From institutional racism and corporate machinations to government incompetence, these four elements of our electoral process explain why it's not the people who actually choose the president.
With the start of 2016, election year is now upon us.
While you certainly know that, come November, we’ll elect our next president, what you may not know–or may have blocked out of your mind–is that January 6, 2016 marks the 15th anniversary of a rather important moment in the history of U.S. elections.
On January 6, 2001, after one of the closest presidential races the U.S. had ever seen—and a long recount mired in controversy, only to be ended by an order from the Supreme Court—Congress declared George W. Bush the official winner of the 2000 presidential election. As a result of contested Florida ballots, this declaration occurred more than five weeks after the election had taken place.
Outside of Congress, among the average Americans who had gone out to the polls five weeks before, what made this result so astounding was that Bush’s opponent, Al Gore, had actually won the popular vote–yet he was not elected. However, when the Supreme Court ended the Florida recount, that state’s 25 votes in the electoral college (more on that later) went to Bush, giving him the victory in the electoral college, and thus the presidency.
As crazy as that all sounds, it was actually the third time that a presidential candidate had won the popular vote and lost the election.
The U.S. electoral system is full of unbelievable, shall we say, “quirks” that disrupt the integrity and the basic logic of the democratic process. From the Electoral College to absurd voter restrictions, these laws and processes actually help decide who will run our country. Starting with the electoral college that gave Bush his victory 15 years ago, here are four of the most unbelievable U.S. election laws…
The Electoral College
The first thing you have to understand is that we don’t actually decide who becomes president–the Electoral College does. When you vote for a candidate, you’re not actually directly voting for that candidate.
Instead, you’re voting for the designated Electoral College elector, who has pledged to vote in favor of that same party you’ve voted for. So, if your state’s popular vote goes Republican, then the Republican electors from that state (usually chosen by the party’s presidential nominee, not the Democrat electors) are the ones who get to cast their votes for President in the Electoral College. Then, on the Monday following the second Wednesday in December, the Electoral College meets and decides who becomes president.

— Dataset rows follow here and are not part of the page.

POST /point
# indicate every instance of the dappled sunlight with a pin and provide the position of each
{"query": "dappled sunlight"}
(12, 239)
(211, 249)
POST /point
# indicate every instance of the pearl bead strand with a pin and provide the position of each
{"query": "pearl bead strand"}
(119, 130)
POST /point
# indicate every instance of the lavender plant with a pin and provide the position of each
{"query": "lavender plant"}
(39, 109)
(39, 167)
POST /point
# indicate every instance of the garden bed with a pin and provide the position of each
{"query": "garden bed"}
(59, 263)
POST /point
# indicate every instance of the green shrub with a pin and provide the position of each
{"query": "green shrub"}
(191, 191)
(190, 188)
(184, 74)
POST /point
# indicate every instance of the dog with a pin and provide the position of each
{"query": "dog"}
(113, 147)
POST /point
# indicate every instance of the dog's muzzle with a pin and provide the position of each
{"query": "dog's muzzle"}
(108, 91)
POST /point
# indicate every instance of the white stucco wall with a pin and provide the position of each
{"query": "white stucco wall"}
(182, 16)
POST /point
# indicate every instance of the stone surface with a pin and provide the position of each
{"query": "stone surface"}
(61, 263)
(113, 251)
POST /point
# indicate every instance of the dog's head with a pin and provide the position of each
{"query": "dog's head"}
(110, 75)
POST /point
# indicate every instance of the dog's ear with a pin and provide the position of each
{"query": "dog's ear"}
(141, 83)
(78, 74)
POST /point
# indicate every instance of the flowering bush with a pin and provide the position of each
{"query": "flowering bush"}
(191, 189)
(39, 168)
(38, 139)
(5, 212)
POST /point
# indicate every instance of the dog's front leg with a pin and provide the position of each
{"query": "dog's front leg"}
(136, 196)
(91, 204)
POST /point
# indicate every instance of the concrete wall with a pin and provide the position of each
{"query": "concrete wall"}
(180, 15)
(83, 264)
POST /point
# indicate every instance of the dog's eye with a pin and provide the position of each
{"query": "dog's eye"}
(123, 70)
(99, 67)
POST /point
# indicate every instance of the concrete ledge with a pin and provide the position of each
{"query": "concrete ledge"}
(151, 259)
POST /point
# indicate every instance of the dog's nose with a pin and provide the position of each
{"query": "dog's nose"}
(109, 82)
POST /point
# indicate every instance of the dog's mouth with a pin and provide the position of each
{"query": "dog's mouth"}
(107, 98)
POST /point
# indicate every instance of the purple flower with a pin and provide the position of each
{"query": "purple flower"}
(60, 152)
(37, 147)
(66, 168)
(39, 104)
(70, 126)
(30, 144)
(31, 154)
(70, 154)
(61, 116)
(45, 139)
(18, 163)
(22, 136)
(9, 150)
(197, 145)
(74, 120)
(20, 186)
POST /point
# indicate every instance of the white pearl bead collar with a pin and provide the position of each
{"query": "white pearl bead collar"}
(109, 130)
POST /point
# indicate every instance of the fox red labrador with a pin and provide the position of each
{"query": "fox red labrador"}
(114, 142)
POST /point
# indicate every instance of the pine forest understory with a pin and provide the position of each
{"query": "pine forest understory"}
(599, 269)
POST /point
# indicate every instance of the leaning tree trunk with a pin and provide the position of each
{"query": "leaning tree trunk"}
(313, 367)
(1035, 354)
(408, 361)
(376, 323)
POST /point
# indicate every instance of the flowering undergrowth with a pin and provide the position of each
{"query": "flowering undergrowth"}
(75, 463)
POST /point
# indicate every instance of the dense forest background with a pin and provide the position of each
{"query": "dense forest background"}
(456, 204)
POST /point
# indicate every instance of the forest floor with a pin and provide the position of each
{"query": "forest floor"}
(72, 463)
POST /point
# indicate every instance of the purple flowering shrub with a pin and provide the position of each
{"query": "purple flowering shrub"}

The number of electors from each state is equivalent to the number of congress members representing the state. Therefore, states with larger populations have more electors. And that might be the only thing about the Electoral College that makes much sense.
The thing that is perhaps most unbelievable and appalling about the whole process is that while electors pledge to vote for the candidate they represent, they don’t always have to. In fact, throughout U.S. history, there have been 157 “faithless electors,” ones who have, say, voted Democrat when they’d previously pledged to vote Republican, or vice versa. And less than half of U.S. states have laws preventing this. So, essentially, when you vote for a presidential candidate, you’re not so much voting for that candidate as you are placing power in the hands of an elector you don’t know and who can do what they please with that power.
Now, most of the time, the electors vote as pledged and the Electoral College accurately reflects the mandate of the people–but not always. In 1836, 23 faithless electors from Virginia conspired to stop Richard Mentor Johnson from becoming vice president. The following year, the Senate reversed this, Johnson became vice president, and that was the closest faithless electors have ever come to changing the ultimate result of an election.
But that doesn’t mean it can’t happen, and doesn’t still happen today. In what is perhaps the most astounding–and frightening–case, a Minnesota elector in 2004 who had pledged to vote for the John Kerry/John Edwards ticket cast his or her presidential vote for “John Ewards.” Of course, that one botched vote didn’t ultimately matter, but it’s chilling to think that our presidential elections can, even a little bit, be swayed by things like that.
All that said, when the Electoral College was first established, in 1787, it was appropriate for its time. Because information wasn’t nearly as accessible and couldn’t easily be disseminated over large distances, the masses would not know enough about candidates from outside their own state in order to make an informed decision in a nationwide election. There was a chance that a single president would not emerge by majority vote because each population would just elect the name they knew from their home state. Today, however, it’s beyond obvious that this–and the Electoral College itself–no longer applies.